Chypre et la troïka ont enregistré samedi soir des progrès vers un accord sur un plan de sauvetage de l'île au bord de la faillite, en convenant d'une taxe sur les gros comptes, après des négociations-marathon à 24 heures du délai européen, selon des médias locaux.

Plusieurs télévisions chypriotes ont annoncé que les deux parties s'étaient accordées sur une décote de 20% des comptes au-delà de 100 000 euros à la Bank of Cyprus et une taxe exceptionnelle de 4% sur les comptes dépassant ce montant dans toutes les banques du pays.

L'accord ne règle cependant pas la question du sort de la Popular Bank (Laiki, en grec), la deuxième du pays, assurent les médias, alors que des sources à Bruxelles ont assuré que la liquidation de la Laiki était acquise. La question devrait être tranchée par les ministres des Finances de l'Eurogroupe lors d'une réunion dimanche à 17 h GMT à Bruxelles.

Le président chypriote Nicos Anastasiades doit partir dimanche matin pour Bruxelles, selon les médias locaux, après de longues discussions-marathon à Nicosie avec la troïka- Union européenne, Banque centrale européenne et Fonds monétaire international (FMI).

Dans la soirée, il a dit espérer un «résultat bientôt». «Nous travaillons avec énergie pour sauver l'économie. Nous déployons tous les efforts possibles», a-t-il écrit sur Twitter.

Aucune confirmation officielle des avancées dans les discussions n'a pu être obtenue dans l'immédiat.

Chypre est tenue de trouver d'ici dimanche soir 7 milliards d'euros -plus du tiers de son PIB-, pour débloquer l'aide de 10 milliards d'euros de la troïka, faute de quoi la BCE coupera lundi les vivres aux banques, qui doivent rouvrir mardi après 10 jours de fermeture.

Peu avant les annonces des médias chypriotes, le commissaire européen chargé des Affaires économiques, Olli Rehn, a affirmé que «le travail et les contacts intensifs (allaient) se poursuivre dans les prochaines heures», après avoir reconnu des «progrès». Il a néanmoins jugé «essentiel» de trouver un accord d'ici «dimanche soir».

Un haut responsable du gouvernement chypriote non identifié, cité par CNA, a critiqué l'attitude «rigide» du FMI lors des négociations, en affirmant qu'il formulait «chaque demi-heure une nouvelle exigence».

«Guerre économique»

Faute d'accord avant lundi, selon des sources européennes, les pays de la zone euro sont prêts à en éjecter Chypre pour éviter que la crise ne menace par contagion d'autres pays ployant sous leur dette comme la Grèce, l'Espagne et l'Italie.

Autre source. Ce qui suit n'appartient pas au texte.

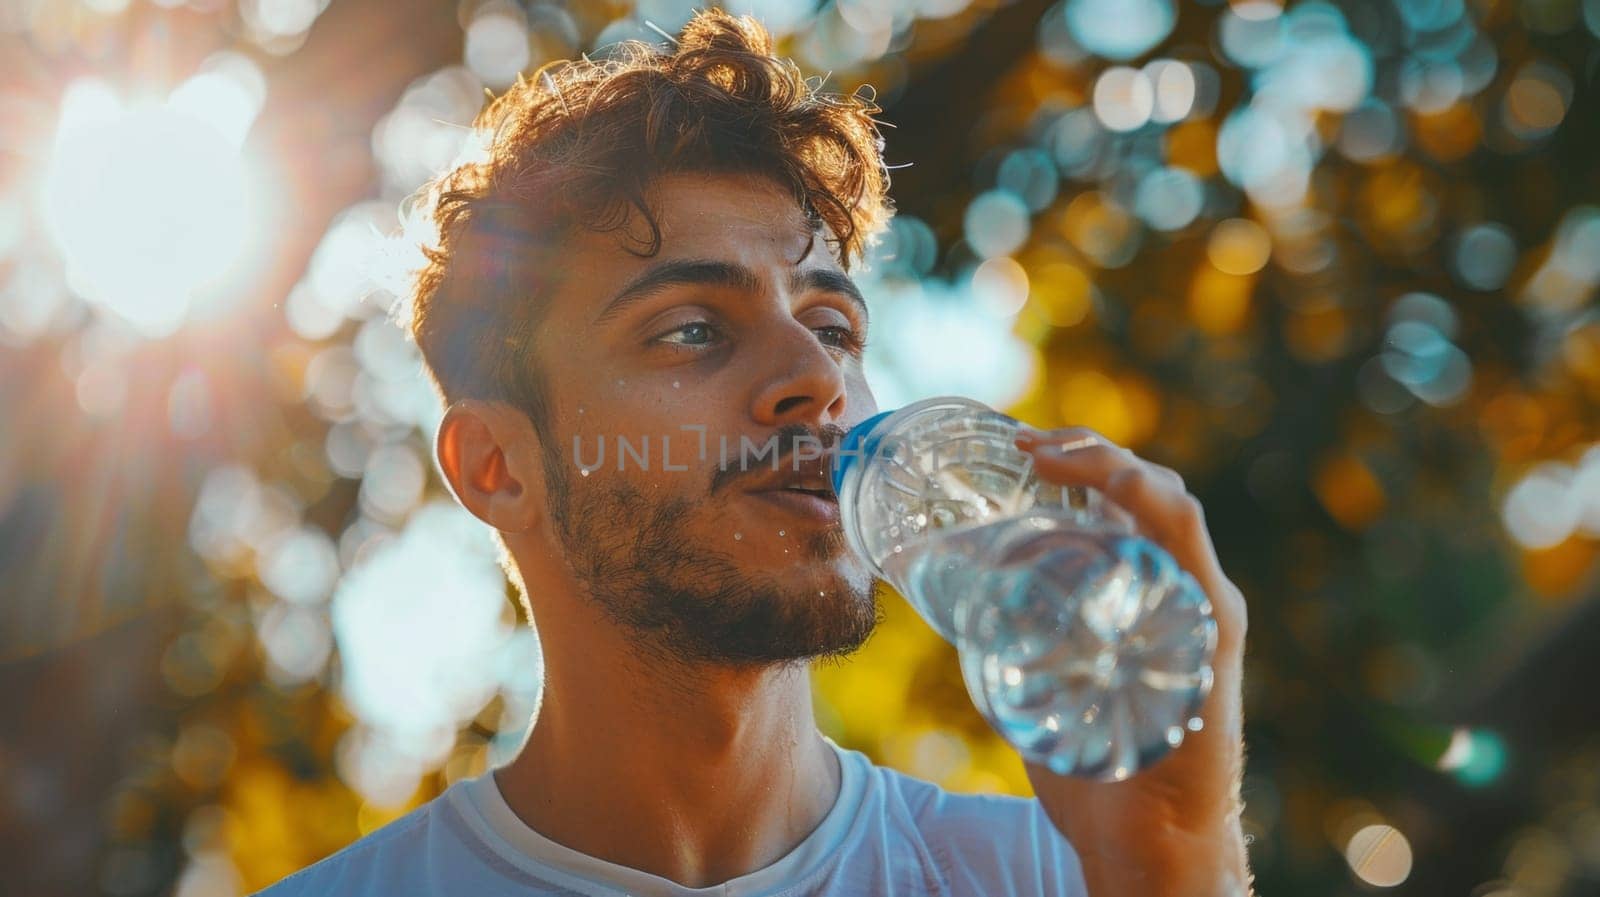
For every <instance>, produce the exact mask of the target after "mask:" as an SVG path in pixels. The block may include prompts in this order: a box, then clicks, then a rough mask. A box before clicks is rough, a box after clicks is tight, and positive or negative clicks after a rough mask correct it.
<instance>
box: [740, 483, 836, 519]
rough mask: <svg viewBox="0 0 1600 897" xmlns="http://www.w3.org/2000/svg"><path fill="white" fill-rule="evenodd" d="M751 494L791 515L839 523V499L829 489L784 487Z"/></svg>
mask: <svg viewBox="0 0 1600 897" xmlns="http://www.w3.org/2000/svg"><path fill="white" fill-rule="evenodd" d="M750 496H754V497H757V499H762V500H763V502H766V504H770V505H774V507H778V508H781V510H784V512H787V513H790V515H795V516H802V518H806V520H811V521H814V523H822V524H832V523H838V499H835V497H834V492H832V491H829V489H808V488H795V486H790V488H784V489H763V491H760V492H750Z"/></svg>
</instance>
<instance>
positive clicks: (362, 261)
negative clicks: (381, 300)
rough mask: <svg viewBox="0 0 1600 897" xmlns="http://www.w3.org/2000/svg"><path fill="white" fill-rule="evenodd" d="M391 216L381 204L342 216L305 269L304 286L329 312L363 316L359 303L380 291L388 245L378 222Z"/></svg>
mask: <svg viewBox="0 0 1600 897" xmlns="http://www.w3.org/2000/svg"><path fill="white" fill-rule="evenodd" d="M386 214H387V216H390V217H392V214H394V208H392V206H386V205H384V203H362V205H357V206H352V208H349V209H346V211H344V213H341V214H339V216H338V217H336V219H334V221H333V224H330V225H328V232H326V233H323V237H322V243H318V245H317V249H315V251H312V256H310V264H307V267H306V281H304V283H306V286H307V288H309V289H310V293H312V296H310V297H307V299H306V301H307V302H309V301H310V299H312V297H314V299H315V301H317V302H318V304H322V305H323V307H325V309H326V310H328V312H338V313H339V315H342V317H347V318H358V317H362V315H363V305H362V301H363V299H366V297H368V296H370V294H373V293H374V291H376V289H378V288H379V278H381V275H382V267H384V259H386V254H387V253H389V251H390V241H389V238H387V237H384V235H382V233H381V232H379V230H378V222H379V221H384V217H386Z"/></svg>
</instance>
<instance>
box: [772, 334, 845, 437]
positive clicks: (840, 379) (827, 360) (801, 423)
mask: <svg viewBox="0 0 1600 897" xmlns="http://www.w3.org/2000/svg"><path fill="white" fill-rule="evenodd" d="M757 350H758V352H760V353H762V358H763V360H770V361H768V363H765V365H763V368H762V369H763V376H762V381H760V387H758V389H757V390H755V400H754V401H755V406H754V408H752V416H754V417H755V422H757V424H760V425H763V427H782V425H786V424H806V425H814V424H832V422H837V421H842V419H843V416H845V371H843V366H842V365H840V363H838V360H837V358H835V357H834V355H832V353H830V352H829V350H827V347H824V345H822V342H821V341H819V339H818V337H816V334H814V333H811V329H810V328H806V326H805V325H802V323H800V321H794V320H790V321H786V323H784V326H782V328H778V333H776V334H774V336H773V339H770V341H763V345H760V347H758V349H757Z"/></svg>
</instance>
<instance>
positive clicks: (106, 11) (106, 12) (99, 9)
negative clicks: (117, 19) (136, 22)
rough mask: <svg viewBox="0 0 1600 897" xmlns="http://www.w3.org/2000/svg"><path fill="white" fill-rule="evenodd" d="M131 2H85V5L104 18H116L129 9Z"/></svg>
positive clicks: (116, 1)
mask: <svg viewBox="0 0 1600 897" xmlns="http://www.w3.org/2000/svg"><path fill="white" fill-rule="evenodd" d="M128 2H130V0H83V5H85V6H88V8H90V10H94V11H96V13H101V14H102V16H115V14H117V13H120V11H123V10H126V8H128Z"/></svg>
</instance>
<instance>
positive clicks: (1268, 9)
mask: <svg viewBox="0 0 1600 897" xmlns="http://www.w3.org/2000/svg"><path fill="white" fill-rule="evenodd" d="M1218 42H1219V43H1221V45H1222V53H1224V54H1226V56H1227V58H1229V59H1232V61H1234V62H1235V64H1238V66H1243V67H1245V69H1259V67H1262V66H1269V64H1272V61H1275V59H1277V58H1278V54H1280V53H1282V51H1283V11H1282V10H1280V8H1278V5H1277V3H1267V2H1266V0H1250V2H1246V3H1234V5H1232V6H1229V10H1227V11H1226V13H1222V16H1221V19H1218Z"/></svg>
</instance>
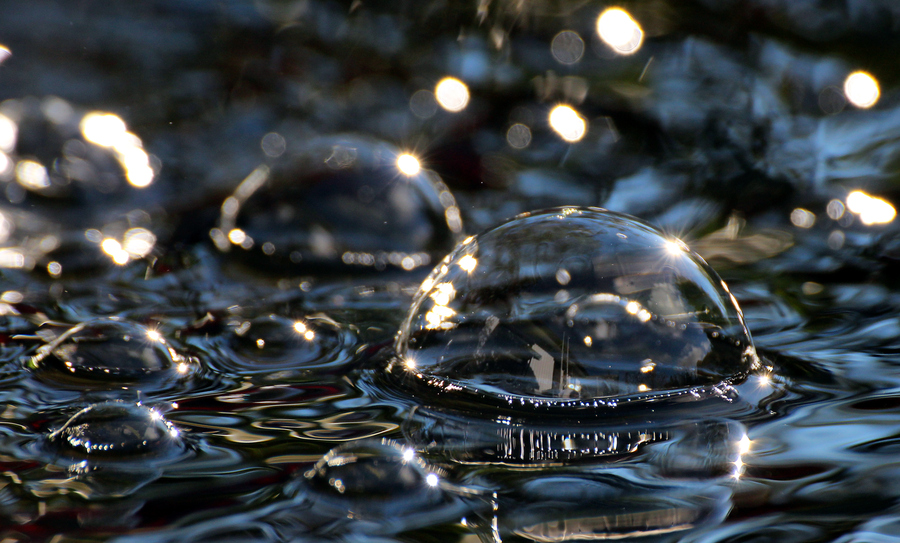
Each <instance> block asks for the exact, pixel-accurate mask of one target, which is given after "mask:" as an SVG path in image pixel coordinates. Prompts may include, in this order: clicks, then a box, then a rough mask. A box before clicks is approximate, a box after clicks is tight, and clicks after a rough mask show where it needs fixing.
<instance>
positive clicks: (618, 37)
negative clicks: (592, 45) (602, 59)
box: [597, 8, 644, 55]
mask: <svg viewBox="0 0 900 543" xmlns="http://www.w3.org/2000/svg"><path fill="white" fill-rule="evenodd" d="M597 34H598V35H599V36H600V39H601V40H603V41H604V43H606V44H607V45H609V46H610V47H611V48H612V50H613V51H615V52H616V53H618V54H620V55H630V54H632V53H634V52H636V51H637V50H638V49H640V48H641V44H642V43H643V42H644V31H643V30H642V29H641V25H639V24H638V22H637V21H635V20H634V18H632V17H631V14H629V13H628V12H627V11H625V10H624V9H622V8H609V9H607V10H605V11H604V12H603V13H601V14H600V16H599V17H597Z"/></svg>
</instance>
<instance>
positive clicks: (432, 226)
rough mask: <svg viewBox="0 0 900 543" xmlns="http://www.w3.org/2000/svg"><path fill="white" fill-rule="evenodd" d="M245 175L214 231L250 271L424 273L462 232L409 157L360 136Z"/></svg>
mask: <svg viewBox="0 0 900 543" xmlns="http://www.w3.org/2000/svg"><path fill="white" fill-rule="evenodd" d="M285 157H288V158H284V159H281V160H280V161H279V162H277V163H276V164H273V166H272V167H271V168H270V167H268V166H262V167H260V168H258V169H257V170H255V171H254V172H253V173H252V174H251V175H250V176H248V177H247V178H246V179H245V180H244V181H243V182H242V183H241V185H240V186H239V187H238V188H237V190H236V191H235V192H234V193H233V194H232V195H231V196H229V197H228V198H227V199H226V200H225V202H223V204H222V208H221V215H220V218H219V225H218V227H217V228H215V229H213V230H212V232H211V237H212V239H213V242H214V243H215V244H216V247H218V249H219V250H221V251H223V252H230V253H232V254H237V255H242V256H245V257H247V258H246V259H245V262H246V263H248V264H250V265H252V266H254V267H256V268H268V269H270V270H274V271H288V272H297V271H309V270H312V269H315V268H322V267H330V268H334V267H343V268H357V269H365V268H369V269H378V270H380V269H384V268H386V267H389V266H390V267H393V268H397V269H402V270H407V271H408V270H411V269H414V268H420V267H421V266H424V265H426V264H429V263H430V262H431V259H432V257H433V256H435V255H438V254H443V253H445V252H446V251H447V250H449V249H450V248H451V247H452V245H453V243H454V242H455V241H456V236H457V235H458V233H459V232H460V231H461V228H462V224H461V222H460V218H459V209H458V207H457V206H456V203H455V200H454V198H453V195H452V194H451V193H450V192H449V190H448V189H447V188H446V186H444V184H443V182H441V181H440V179H439V178H438V177H437V175H436V174H434V172H431V171H429V170H425V169H422V168H421V165H420V164H419V162H418V159H416V158H415V157H414V156H412V155H409V154H403V153H400V152H399V151H397V150H396V149H393V148H391V147H389V146H388V145H386V144H382V143H378V142H375V141H371V140H366V139H361V138H323V139H321V140H317V141H314V142H312V143H310V144H309V145H308V147H307V148H306V149H305V150H303V151H302V152H299V153H286V154H285Z"/></svg>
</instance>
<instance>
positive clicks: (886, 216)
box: [847, 190, 897, 226]
mask: <svg viewBox="0 0 900 543" xmlns="http://www.w3.org/2000/svg"><path fill="white" fill-rule="evenodd" d="M847 209H849V210H850V211H852V212H853V213H856V214H857V215H859V220H860V221H862V223H863V224H865V225H866V226H871V225H873V224H887V223H889V222H891V221H893V220H894V218H895V217H896V216H897V210H896V209H894V206H892V205H891V204H890V203H889V202H888V201H886V200H882V199H881V198H876V197H874V196H869V195H868V194H866V193H865V192H863V191H861V190H855V191H853V192H851V193H850V194H848V195H847Z"/></svg>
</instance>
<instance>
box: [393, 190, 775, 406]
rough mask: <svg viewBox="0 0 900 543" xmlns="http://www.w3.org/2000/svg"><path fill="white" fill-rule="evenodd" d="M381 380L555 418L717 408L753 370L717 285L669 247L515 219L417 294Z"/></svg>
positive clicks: (735, 310) (463, 255)
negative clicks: (659, 410) (701, 402)
mask: <svg viewBox="0 0 900 543" xmlns="http://www.w3.org/2000/svg"><path fill="white" fill-rule="evenodd" d="M396 349H397V358H396V359H395V361H394V362H393V363H392V364H391V365H390V367H389V372H390V373H391V374H392V375H400V376H401V377H402V378H403V379H404V380H406V381H407V382H408V383H409V384H411V385H413V386H416V387H420V388H421V389H422V390H425V391H429V390H430V391H433V392H435V393H437V394H439V395H440V396H441V398H442V399H444V400H446V401H451V400H454V399H465V400H466V401H470V400H473V399H474V400H477V401H481V402H484V401H487V402H488V403H492V404H499V405H502V406H505V405H516V406H532V407H540V408H542V409H551V410H552V409H557V408H560V409H565V408H570V407H574V406H582V407H584V406H617V405H620V404H625V403H633V402H636V401H661V400H673V401H684V400H688V401H690V400H693V399H697V398H705V397H709V396H710V395H711V394H722V393H723V391H724V390H726V389H729V388H730V385H732V384H735V383H738V382H740V381H742V380H743V379H744V378H745V377H746V376H747V374H748V373H749V372H750V371H751V370H752V369H753V368H754V367H755V366H756V365H757V364H758V358H757V356H756V352H755V349H754V347H753V343H752V341H751V339H750V334H749V332H748V331H747V328H746V326H745V325H744V322H743V317H742V316H741V312H740V309H739V308H738V305H737V302H736V300H735V299H734V297H733V296H732V295H731V294H730V293H729V291H728V288H727V286H726V285H725V283H724V282H723V281H722V280H721V279H720V278H719V277H718V276H717V275H716V273H715V272H714V271H713V270H712V269H711V268H710V267H709V266H708V265H707V264H706V263H705V262H704V261H703V259H702V258H700V257H699V256H698V255H697V254H695V253H693V252H692V251H691V250H690V249H688V247H687V246H686V245H685V244H684V243H682V242H681V241H679V240H677V239H675V238H672V237H669V236H666V235H665V234H663V233H662V232H660V231H658V230H656V229H655V228H653V227H652V226H650V225H648V224H646V223H644V222H642V221H640V220H638V219H635V218H633V217H630V216H627V215H622V214H619V213H614V212H610V211H606V210H603V209H598V208H555V209H550V210H546V211H540V212H533V213H526V214H523V215H520V216H518V217H516V218H515V219H513V220H511V221H509V222H506V223H504V224H501V225H500V226H497V227H496V228H493V229H491V230H489V231H487V232H484V233H482V234H480V235H479V236H476V237H473V238H469V239H467V240H465V241H464V242H462V243H461V244H460V245H459V246H457V248H456V249H455V250H454V251H453V252H452V253H451V254H450V255H449V256H448V257H447V258H446V259H445V260H444V261H443V262H442V263H441V264H439V265H438V266H437V267H436V268H435V269H434V271H433V272H432V273H431V275H430V276H429V277H428V278H427V279H426V280H425V282H424V283H423V284H422V287H421V288H420V290H419V292H418V293H417V295H416V297H415V298H414V301H413V305H412V308H411V309H410V311H409V314H408V316H407V318H406V320H405V321H404V323H403V324H402V326H401V328H400V332H399V334H398V338H397V344H396Z"/></svg>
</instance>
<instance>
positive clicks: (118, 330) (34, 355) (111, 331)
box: [27, 318, 195, 392]
mask: <svg viewBox="0 0 900 543" xmlns="http://www.w3.org/2000/svg"><path fill="white" fill-rule="evenodd" d="M48 336H49V335H48ZM27 366H28V367H29V368H30V369H31V370H33V371H34V373H35V375H37V377H38V378H39V379H41V380H42V381H44V382H48V383H51V384H53V385H56V386H60V387H62V388H76V389H84V388H87V389H114V388H123V387H128V386H132V385H140V386H141V389H142V390H143V391H145V392H146V391H148V390H152V389H153V388H154V387H162V386H163V385H164V384H166V383H169V382H173V381H176V380H179V379H182V378H184V377H185V376H187V375H189V374H191V373H193V372H194V370H195V364H194V363H193V362H192V361H191V360H189V359H187V358H185V357H182V356H181V355H180V354H179V353H178V352H177V351H176V350H175V349H173V348H172V347H171V346H169V345H168V343H167V342H166V340H165V338H164V337H163V336H162V334H160V332H158V331H157V330H155V329H153V328H148V327H145V326H143V325H140V324H137V323H134V322H129V321H124V320H119V319H113V318H110V319H98V320H94V321H88V322H85V323H82V324H78V325H76V326H73V327H72V328H70V329H68V330H66V331H64V332H62V333H59V334H58V335H56V336H55V337H54V338H53V339H50V340H49V341H47V343H45V344H44V345H42V346H41V347H40V348H38V350H37V352H36V354H35V355H34V356H32V357H30V358H29V359H28V361H27Z"/></svg>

Face à la menace d'effondrement de l'économie, les députés chypriotes, qui avaient rejeté mardi un premier accord prévoyant une taxe sur tous les dépôts bancaires, ont adopté vendredi une série de mesures liées au nouveau plan: restructuration du secteur bancaire, création d'un fonds de solidarité et limitation des mouvements de capitaux à la réouverture des banques.

Selon plusieurs sources proches des négociations à Bruxelles, le plan négocié comprend la restructuration de la Bank of Cyprus et de la Popular Bank, qui «doivent disparaître» pour laisser la place à une nouvelle banque créée avec leurs actifs sains.

La mesure devait être complétée par une décote sur les actifs sains tirés des deux banques.

La loi de restructuration votée vendredi prévoit déjà le gel de tous les dépôts de la Popular Bank au-delà de 100 000 euros et selon les médias locaux, la décote attendue sur les gros comptes de la Bank of Cyprus pourrait être compensée en bons du Trésor, ce qui éviterait un vote au Parlement.

Une décote ou à plus forte raison un gel des comptes aura des effets très néfastes sur l'économie chypriote, déjà plongée dans une profonde récession, car elle menacera de faillite à très court terme les entreprises ayant emprunté en vue d'investissements ou fonctionnant avec d'importantes liquidités.

Alors que la situation sur l'île devenait critique pour nombre d'entreprises incapables de payer leurs fournisseurs ou d'être payées et où beaucoup de restaurants, magasins ou stations-service refusaient les paiements par carte, des centaines d'employés de banque ont manifesté samedi à Nicosie.

Ils ont réclamé des garanties pour leurs emplois et leurs fonds de pension, menaçant sinon de se mettre en grève mardi.

«Nous avons travaillé toute notre vie, nos enfants doivent finir leurs études et nous avons des dettes. Ce que Hitler n'a pu faire avec les armes, on nous le fait aujourd'hui avec une guerre économique. C'est inacceptable», peste Anthoula Tiba, une employée de banque, exprimant le ressentiment de nombreux Chypriotes envers l'Allemagne accusée d'être à l'origine des conditions imposées en contrepartie du plan de sauvetage.